Başından itibaren ABD’nin İsrail’i durduracak tek güç olduğu tezine bu nedenle itiraz ettim. Bu istihbarat, operasyon ve hedef ortaklığının farklı aşamalarında sadece roller değişebilir.
İRAN’IN İSTİKRARSIZLAŞTIRILMASI
Ortak plan derken, gizli saklı ya da gizemli bir süreçten söz etmiyorum. Burada stratejik hedeflerden ilki İran’ın bölgedeki vekil güçlerini zayıflatmak ve yok etmek. Böylece İran’ı Ortadoğu’dan geri çekilmeye, aynı zamanda da kendi için değişmeye zorlamak. Bu başlığın kolayca “rejim” değişikliğine gideceğini öngörmüyorum. İran’da uzun süreli bir iç kargaşanın ortaya çıkması, bu süreçte nükleer başlığı altında ortaya çıkabilecek tehdidin bertaraf edilmesi hedefleniyor.
İran’ın özellikle Arapların ağırlıkta olduğu coğrafyada etkinliğinin kırılması, bölgede istenen değişimin de zeminini oluşturuyor. Takip edenler bilir. Suudi Arabistan rejimi bu değişim sürecine kendisini uzun yıllardır hazırlıyor.
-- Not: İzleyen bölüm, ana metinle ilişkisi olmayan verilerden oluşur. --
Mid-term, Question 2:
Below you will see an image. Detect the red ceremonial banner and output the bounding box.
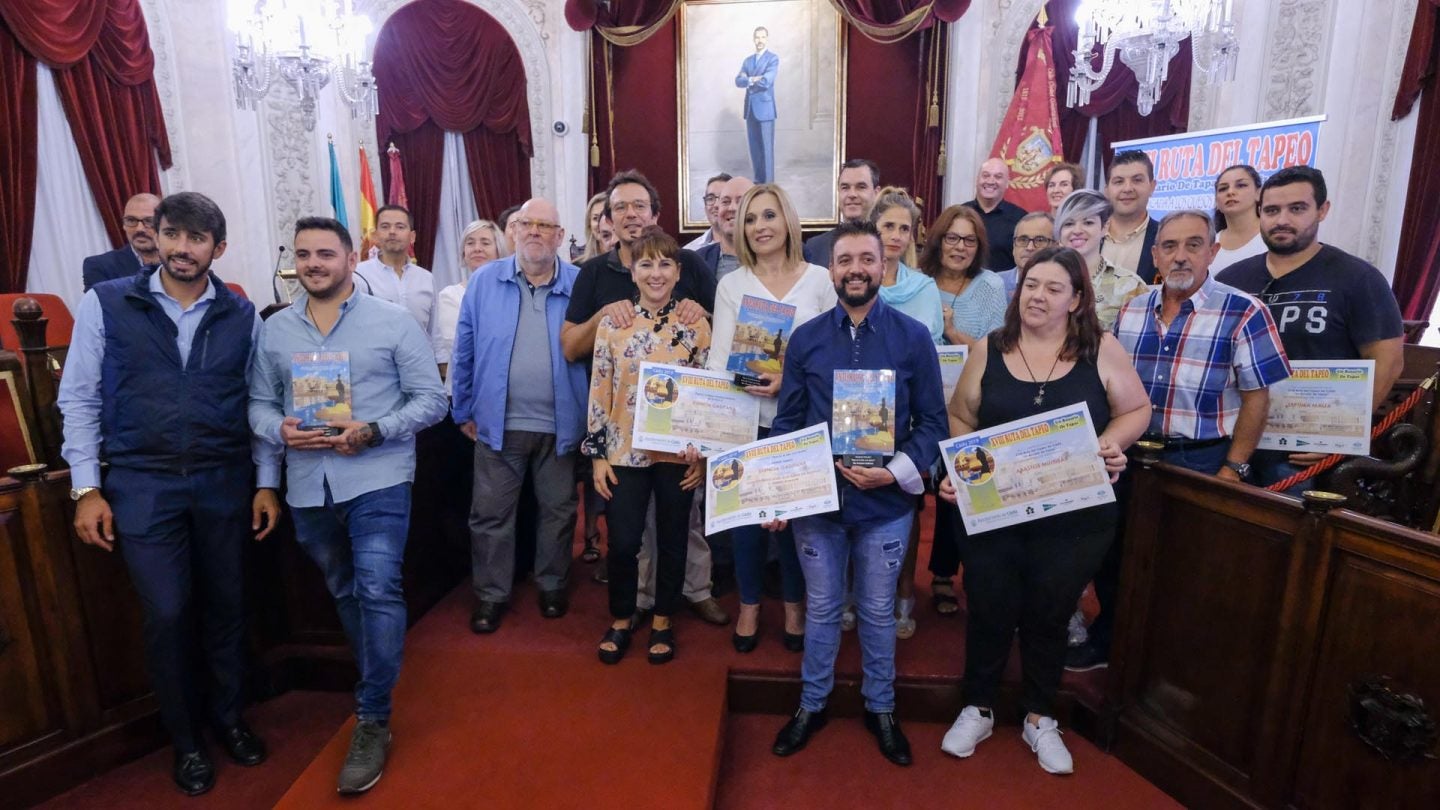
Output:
[991,26,1063,210]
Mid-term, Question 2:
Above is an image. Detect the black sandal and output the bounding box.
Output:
[580,532,600,562]
[649,627,675,664]
[596,627,631,664]
[930,579,960,618]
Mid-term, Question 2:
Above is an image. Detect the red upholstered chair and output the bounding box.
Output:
[0,293,75,352]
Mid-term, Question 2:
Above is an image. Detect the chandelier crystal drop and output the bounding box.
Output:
[1066,0,1240,115]
[229,0,380,131]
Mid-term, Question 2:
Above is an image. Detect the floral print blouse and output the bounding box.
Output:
[580,301,710,467]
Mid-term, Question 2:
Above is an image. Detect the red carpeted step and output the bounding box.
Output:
[716,715,1181,810]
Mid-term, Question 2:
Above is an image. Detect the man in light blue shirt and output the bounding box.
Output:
[449,199,589,633]
[249,216,446,794]
[59,192,279,796]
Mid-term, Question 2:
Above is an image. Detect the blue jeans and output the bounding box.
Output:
[294,483,410,722]
[791,512,914,712]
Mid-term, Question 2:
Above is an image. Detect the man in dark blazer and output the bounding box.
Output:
[82,193,160,291]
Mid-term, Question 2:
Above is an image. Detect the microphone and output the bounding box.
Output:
[271,245,285,304]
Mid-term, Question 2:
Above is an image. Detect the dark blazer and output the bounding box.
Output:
[1135,216,1161,284]
[81,244,144,293]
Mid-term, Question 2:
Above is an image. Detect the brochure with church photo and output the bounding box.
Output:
[829,369,896,467]
[289,352,353,425]
[726,295,795,386]
[1257,360,1375,455]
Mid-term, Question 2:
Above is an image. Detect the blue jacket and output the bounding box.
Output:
[734,50,780,121]
[81,244,144,293]
[95,270,255,474]
[449,257,590,455]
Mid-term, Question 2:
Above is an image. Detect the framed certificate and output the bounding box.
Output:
[940,402,1115,535]
[706,422,840,535]
[631,363,760,455]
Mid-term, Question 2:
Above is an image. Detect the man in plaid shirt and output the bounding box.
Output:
[1115,210,1290,481]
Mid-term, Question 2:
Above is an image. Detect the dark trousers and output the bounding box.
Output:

Unutmayalım, 7 Ekim 2023’te Hamas’ın İsrail’e saldırmasından hemen önce, Suud rejimiyle İsrail arasında, nükleer silah teknolojisi dahil bir normalleşme rüzgarı esiyordu.
Başından itibaren Gazze’de olup biteni seyreden bazı Arap ülkelerinin de benzer pozisyonlar almak istediğini söyleyebiliriz.
TÜRKİYE’NİN POZİSYONU
Burada ne yapacağı merakla beklenen ülkelerin başında Türkiye geliyor. Biliyorum, “Türkiye o kadar da önemli değil” diyenler tetikte bekliyor. Onlara dünyanın en önemli strateji merkezlerinde ülkemize dair neler söylendiğine bakmalarını tavsiye ederim. Nerede duracağımız, muhtemelen yayılacak olan savaştaki pozisyonumuz, daha da önemlisi bölgeye dayatılan değişimde dengelerimizi nasıl sağlayacağımız hayati önemde.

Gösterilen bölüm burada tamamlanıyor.